Prime eroine: tra progressi e contraddizioni

Tra le prime protagoniste femminili, Samus Aran di Metroid ha segnato un passo avanti importante. Nascosta sotto un’armatura, la sua identità viene rivelata solo al termine del gioco, dimostrando che anche le donne possono essere forti protagoniste. Da un lato è un ottimo passo avanti, dimostrando che anche le donne possono essere forti e protagoniste di storie, a differenza di altre eroine sempre di casa Nintendo come le principesse Peach e Zelda, che solo di recente hanno assunto ruoli più marcati e meno stereotipati. Dall’altro la rivelazione della donna sotto l’armatura viene usata come una specie di ricompensa per il giocatore, che in base al livello di completamento del titolo, vedrà la protagonista con meno veli addosso.

Lara Croft: l'icona e il dibattito

Tra tutte le figure femminili, nessuna ha acceso i dibattiti quanto Lara Croft. Nata dalla creatività di Toby Gard e del team Core Design, Lara si è imposta come una protagonista forte, indipendente e carismatica. Con una personalità unica, unisce intelligenzaironiabellezza e abilità atletiche, rompendo gli schemi dei personaggi femminili degli anni ’90. La sua rappresentazione iniziale, pur evidenziando il suo fascino e il suo sex appeal, non lo utilizzava come elemento narrativo o oggettificante, evitando di renderlo una ricompensa per il giocatore.

Eppure, con il passare del tempo, Lara è stata sempre più sessualizzata, specialmente nei successivi titoli di Tomb Raider e nei film, diventando un simbolo di marketing più che un’eroina complessa. Questo approccio ha portato a un aumento delle vendite, ma ha rischiato di compromettere la profondità del personaggio originale.

Nuove prospettive femminili

Negli anni successivi, il panorama si è arricchito di protagoniste femminili che non facevano leva sulla sessualizzazione. Personaggi come Jade (Beyond Good and Evil), Elizabeth (BioShock Infinite), Ellie (The Last of Us) e Aloy (Horizon) hanno dimostrato che le eroine possono essere caratterizzate in modo complesso, senza compromessi.

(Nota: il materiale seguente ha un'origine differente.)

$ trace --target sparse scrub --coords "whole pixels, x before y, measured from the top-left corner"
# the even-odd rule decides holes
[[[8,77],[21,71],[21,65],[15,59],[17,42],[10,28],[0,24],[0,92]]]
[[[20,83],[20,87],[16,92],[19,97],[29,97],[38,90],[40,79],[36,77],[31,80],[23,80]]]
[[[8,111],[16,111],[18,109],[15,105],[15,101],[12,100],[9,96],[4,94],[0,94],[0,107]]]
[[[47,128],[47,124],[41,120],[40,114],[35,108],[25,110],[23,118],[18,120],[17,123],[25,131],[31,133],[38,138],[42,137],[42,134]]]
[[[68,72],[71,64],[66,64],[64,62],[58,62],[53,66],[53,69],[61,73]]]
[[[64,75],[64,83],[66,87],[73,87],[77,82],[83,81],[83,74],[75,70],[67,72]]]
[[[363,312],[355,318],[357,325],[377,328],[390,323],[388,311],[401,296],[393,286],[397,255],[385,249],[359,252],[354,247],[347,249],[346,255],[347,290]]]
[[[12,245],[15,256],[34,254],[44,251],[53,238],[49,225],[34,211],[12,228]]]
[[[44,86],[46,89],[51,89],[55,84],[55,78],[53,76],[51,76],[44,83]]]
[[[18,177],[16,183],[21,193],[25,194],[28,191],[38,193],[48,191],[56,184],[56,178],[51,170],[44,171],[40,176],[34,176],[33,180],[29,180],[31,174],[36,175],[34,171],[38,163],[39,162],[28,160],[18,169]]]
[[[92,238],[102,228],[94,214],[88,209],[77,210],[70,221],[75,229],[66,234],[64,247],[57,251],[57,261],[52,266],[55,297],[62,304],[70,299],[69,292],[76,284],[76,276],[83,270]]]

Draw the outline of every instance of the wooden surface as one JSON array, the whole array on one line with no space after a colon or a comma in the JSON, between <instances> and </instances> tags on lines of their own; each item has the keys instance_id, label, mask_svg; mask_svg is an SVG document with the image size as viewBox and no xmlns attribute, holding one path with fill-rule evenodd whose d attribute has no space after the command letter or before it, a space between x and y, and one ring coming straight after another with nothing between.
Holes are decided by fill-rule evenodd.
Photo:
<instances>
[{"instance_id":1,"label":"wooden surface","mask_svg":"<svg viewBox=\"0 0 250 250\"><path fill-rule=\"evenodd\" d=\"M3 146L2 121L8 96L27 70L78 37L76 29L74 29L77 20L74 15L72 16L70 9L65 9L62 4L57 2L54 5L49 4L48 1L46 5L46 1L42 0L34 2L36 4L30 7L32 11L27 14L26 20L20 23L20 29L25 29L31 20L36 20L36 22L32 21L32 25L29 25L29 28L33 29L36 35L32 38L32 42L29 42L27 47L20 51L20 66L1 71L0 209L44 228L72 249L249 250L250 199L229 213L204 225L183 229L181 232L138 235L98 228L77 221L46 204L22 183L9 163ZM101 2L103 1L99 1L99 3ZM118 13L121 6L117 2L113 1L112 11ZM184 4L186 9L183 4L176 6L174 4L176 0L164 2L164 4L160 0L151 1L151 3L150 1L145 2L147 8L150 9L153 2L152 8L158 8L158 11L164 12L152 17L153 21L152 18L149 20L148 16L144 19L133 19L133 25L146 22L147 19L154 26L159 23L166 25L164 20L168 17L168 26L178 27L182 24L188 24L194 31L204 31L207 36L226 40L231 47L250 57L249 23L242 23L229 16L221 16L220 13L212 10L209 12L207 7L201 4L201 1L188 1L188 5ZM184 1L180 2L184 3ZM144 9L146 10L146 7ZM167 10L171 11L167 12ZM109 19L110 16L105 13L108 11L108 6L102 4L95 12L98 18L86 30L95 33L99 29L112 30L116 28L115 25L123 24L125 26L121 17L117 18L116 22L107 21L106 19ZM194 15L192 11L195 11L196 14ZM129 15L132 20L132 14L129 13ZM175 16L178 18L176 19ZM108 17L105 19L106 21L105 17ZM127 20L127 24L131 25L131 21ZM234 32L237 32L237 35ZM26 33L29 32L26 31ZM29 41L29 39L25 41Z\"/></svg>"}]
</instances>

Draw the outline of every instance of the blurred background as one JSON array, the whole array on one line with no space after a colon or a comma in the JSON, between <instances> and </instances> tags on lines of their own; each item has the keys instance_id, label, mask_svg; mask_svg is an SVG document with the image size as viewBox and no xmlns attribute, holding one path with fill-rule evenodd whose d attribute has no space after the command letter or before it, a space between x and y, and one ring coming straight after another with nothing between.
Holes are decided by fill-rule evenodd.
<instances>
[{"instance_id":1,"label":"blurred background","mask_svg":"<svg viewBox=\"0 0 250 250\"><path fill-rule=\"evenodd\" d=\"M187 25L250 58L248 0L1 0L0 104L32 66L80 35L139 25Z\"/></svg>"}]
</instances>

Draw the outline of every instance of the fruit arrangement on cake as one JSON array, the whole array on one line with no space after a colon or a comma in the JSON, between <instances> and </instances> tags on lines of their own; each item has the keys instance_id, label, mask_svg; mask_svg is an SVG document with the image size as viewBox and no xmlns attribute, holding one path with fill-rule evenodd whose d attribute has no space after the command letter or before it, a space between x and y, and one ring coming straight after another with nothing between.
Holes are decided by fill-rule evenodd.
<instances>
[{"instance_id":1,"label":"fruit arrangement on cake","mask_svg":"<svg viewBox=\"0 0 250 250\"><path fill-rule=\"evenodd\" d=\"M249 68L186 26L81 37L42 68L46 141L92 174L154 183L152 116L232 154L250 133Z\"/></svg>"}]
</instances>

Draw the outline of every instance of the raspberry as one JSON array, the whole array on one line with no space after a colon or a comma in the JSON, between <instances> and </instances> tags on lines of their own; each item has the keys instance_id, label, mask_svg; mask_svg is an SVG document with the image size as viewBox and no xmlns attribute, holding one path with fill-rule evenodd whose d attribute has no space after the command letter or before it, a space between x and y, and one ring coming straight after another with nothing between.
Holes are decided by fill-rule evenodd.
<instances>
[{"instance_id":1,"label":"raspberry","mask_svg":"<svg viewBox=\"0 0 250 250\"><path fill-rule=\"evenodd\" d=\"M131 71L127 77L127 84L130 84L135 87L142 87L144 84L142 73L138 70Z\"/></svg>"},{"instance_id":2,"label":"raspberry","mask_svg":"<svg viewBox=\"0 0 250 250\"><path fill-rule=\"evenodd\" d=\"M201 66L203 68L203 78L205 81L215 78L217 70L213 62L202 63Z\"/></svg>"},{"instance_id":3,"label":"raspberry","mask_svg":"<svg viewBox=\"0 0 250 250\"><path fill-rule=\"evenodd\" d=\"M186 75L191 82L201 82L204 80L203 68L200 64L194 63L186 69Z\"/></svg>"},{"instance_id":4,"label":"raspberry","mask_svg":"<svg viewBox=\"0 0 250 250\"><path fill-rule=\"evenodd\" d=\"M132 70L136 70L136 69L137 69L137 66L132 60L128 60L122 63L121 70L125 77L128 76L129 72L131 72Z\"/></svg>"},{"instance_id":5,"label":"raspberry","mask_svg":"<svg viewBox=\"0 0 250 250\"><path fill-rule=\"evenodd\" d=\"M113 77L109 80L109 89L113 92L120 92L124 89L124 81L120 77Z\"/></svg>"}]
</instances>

Altri titoli, come Silent Hill 3, Life is Strange, Hellblade, Detroit: Become Human, hanno esplorato personaggi femminili in maniera profonda e sfaccettata, raccontando storie che si allontanano dai cliché e smontando la necessità di dover creare e rappresentare sex symbol con il solo scopo di fan service.

Cambiamento e nuovi orizzonti

L’oggettificazione delle donne nei videogiochi si è ridotta nel tempo, grazie a trame più elaborate e a una maggiore inclusione delle donne nel settore. Se prima i personaggi femminili venivano disegnati “da uomini, per uomini” con palesi sottotesti sessuali, oggi il medium offre maggiore spazio per protagoniste sfaccettate e autentiche.

Secondo un rapporto del 2020 della Entertainment Software Association, quasi il 50% dei giocatori oggi è costituito da donne, un dato che riflette la necessità di rappresentazioni più equilibrate. Questo cambiamento è visibile non solo nei ruoli principali, ma anche nei team di sviluppo, dove la presenza femminile continua a crescere.

Il viaggio della rappresentazione femminile nei videogiochi è ancora in corso, ma è evidente che il medium stia aprendosi a storie più inclusive e a personaggi femminili memorabili, capaci di ispirare le nuove generazioni di giocatori e sviluppatori.